Here is an contrived example of the type of json I would like to parse into some strongly typed scala collection, features to note are that there are n rows, various column types including an array just to cover likely real life scenarios, don't worry about the SQL which creates an inline table to extract the JSON from, I've included it for completeness, its the parsing of the JSON in scala.js that is causing me problems
with inline_t as (
select * from (values('One',1,True,ARRAY[1],1.0),
('Six',6,False,ARRAY[1,2,3,6],2.4494),
('Eight',8,False,ARRAY[1,2,4,8],2.8284)) as v (as_str,as_int,is_odd,factors,sroot))
select json_agg(t) from inline_t t;
[{"as_str":"One","as_int":1,"is_odd":true,"factors":[1],"sroot":1.0},
{"as_str":"Six","as_int":6,"is_odd":false,"factors":[1,2,3,6],"sroot":2.4494},
{"as_str":"Eight","as_int":8,"is_odd":false,"factors":[1,2,4,8],"sroot":2.8284}]
I think this should be fairly easy using something like upickle or prickle as hinted at here: How to parse a json string to a case class in scaja.js and vice versa but I haven't been able to find a code example, and I'm not up to speed enough with Scala or Scala.js to work it out myself.
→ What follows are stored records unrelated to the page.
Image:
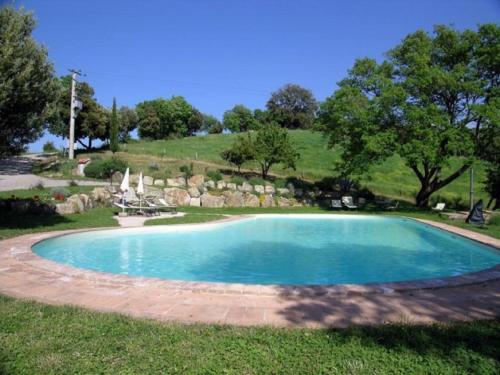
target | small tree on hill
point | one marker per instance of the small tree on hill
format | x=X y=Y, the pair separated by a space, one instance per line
x=240 y=152
x=272 y=145
x=113 y=129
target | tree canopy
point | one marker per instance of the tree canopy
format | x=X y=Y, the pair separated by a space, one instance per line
x=91 y=122
x=27 y=86
x=435 y=97
x=164 y=118
x=239 y=119
x=293 y=107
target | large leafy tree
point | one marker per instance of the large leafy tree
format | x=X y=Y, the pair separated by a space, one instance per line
x=272 y=145
x=27 y=86
x=239 y=119
x=293 y=107
x=91 y=122
x=163 y=118
x=434 y=98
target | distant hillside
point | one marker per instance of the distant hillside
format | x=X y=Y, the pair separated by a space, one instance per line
x=391 y=178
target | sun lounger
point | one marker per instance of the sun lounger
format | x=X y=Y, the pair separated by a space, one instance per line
x=336 y=203
x=439 y=207
x=348 y=202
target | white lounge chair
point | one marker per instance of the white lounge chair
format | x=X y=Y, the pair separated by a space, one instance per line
x=348 y=202
x=336 y=203
x=439 y=207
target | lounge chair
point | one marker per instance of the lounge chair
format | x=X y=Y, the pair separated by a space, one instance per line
x=336 y=203
x=439 y=207
x=348 y=202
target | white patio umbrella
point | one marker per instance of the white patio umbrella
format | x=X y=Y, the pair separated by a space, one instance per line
x=125 y=186
x=140 y=190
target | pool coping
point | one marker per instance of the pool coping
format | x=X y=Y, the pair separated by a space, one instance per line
x=20 y=249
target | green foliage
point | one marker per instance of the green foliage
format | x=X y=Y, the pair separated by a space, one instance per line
x=163 y=118
x=430 y=101
x=272 y=146
x=239 y=119
x=241 y=151
x=187 y=171
x=27 y=85
x=114 y=129
x=102 y=169
x=214 y=175
x=91 y=122
x=292 y=107
x=49 y=147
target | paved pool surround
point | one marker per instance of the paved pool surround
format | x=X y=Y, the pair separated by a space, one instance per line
x=23 y=274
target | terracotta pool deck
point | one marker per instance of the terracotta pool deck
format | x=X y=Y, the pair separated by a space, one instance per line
x=472 y=296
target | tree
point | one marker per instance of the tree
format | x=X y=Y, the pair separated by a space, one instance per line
x=113 y=129
x=292 y=107
x=432 y=99
x=27 y=86
x=91 y=122
x=127 y=119
x=211 y=124
x=241 y=151
x=239 y=119
x=271 y=146
x=163 y=118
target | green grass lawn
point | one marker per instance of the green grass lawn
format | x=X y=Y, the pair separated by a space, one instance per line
x=391 y=178
x=41 y=339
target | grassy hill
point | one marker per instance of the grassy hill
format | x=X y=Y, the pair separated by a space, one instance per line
x=391 y=178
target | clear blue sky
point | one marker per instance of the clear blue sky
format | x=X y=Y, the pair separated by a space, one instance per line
x=220 y=53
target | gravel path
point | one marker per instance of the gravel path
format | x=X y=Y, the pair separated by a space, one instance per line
x=15 y=173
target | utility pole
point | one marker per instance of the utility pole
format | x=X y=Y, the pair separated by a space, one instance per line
x=71 y=152
x=471 y=192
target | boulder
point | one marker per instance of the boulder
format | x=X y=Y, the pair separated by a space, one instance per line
x=176 y=182
x=195 y=202
x=100 y=195
x=283 y=191
x=233 y=198
x=117 y=177
x=245 y=186
x=196 y=180
x=194 y=192
x=267 y=201
x=269 y=189
x=209 y=200
x=209 y=184
x=283 y=202
x=176 y=196
x=250 y=200
x=259 y=189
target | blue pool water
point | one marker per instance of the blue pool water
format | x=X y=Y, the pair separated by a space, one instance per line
x=319 y=249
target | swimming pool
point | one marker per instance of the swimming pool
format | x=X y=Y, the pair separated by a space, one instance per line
x=277 y=249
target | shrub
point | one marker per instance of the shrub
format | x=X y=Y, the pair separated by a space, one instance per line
x=49 y=147
x=237 y=180
x=214 y=175
x=105 y=168
x=59 y=193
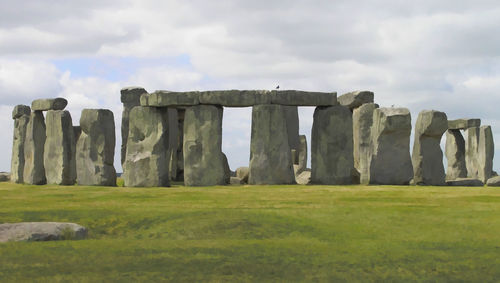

I'd be very grateful if someone could post some working code to show how to achieve the above
EDIT
This is the sort of thing I've tried, but I'm not getting very far
val jsparsed = scala.scalajs.js.JSON.parse(jsonStr3)
val jsp1 = jsparsed.selectDynamic("1")
val items = jsp1.map{ (item: js.Dynamic) =>
(item.as_str, item.as_int, item.is_odd, item.factors, item.sroot)
.asInstanceOf[js.Array[(String, Int, Boolean, Array[Int], Double)]].toSeq
}
println(items._1)
So you are in a situation where you actually want to manipulate JSON values. Since you're not serializing/deserializing Scala values from end-to-end, serialization libraries like uPickle or Prickle will not be very helpful to you.
You could have a look at a cross-platform JSON manipulation library, such as circe. That would give you the advantage that you wouldn't have to "deal with JavaScript data structures" at all. Instead, the library would parse your JSON and expose it as a Scala data structure. This is probably the best option if you want your code to also cross-compile.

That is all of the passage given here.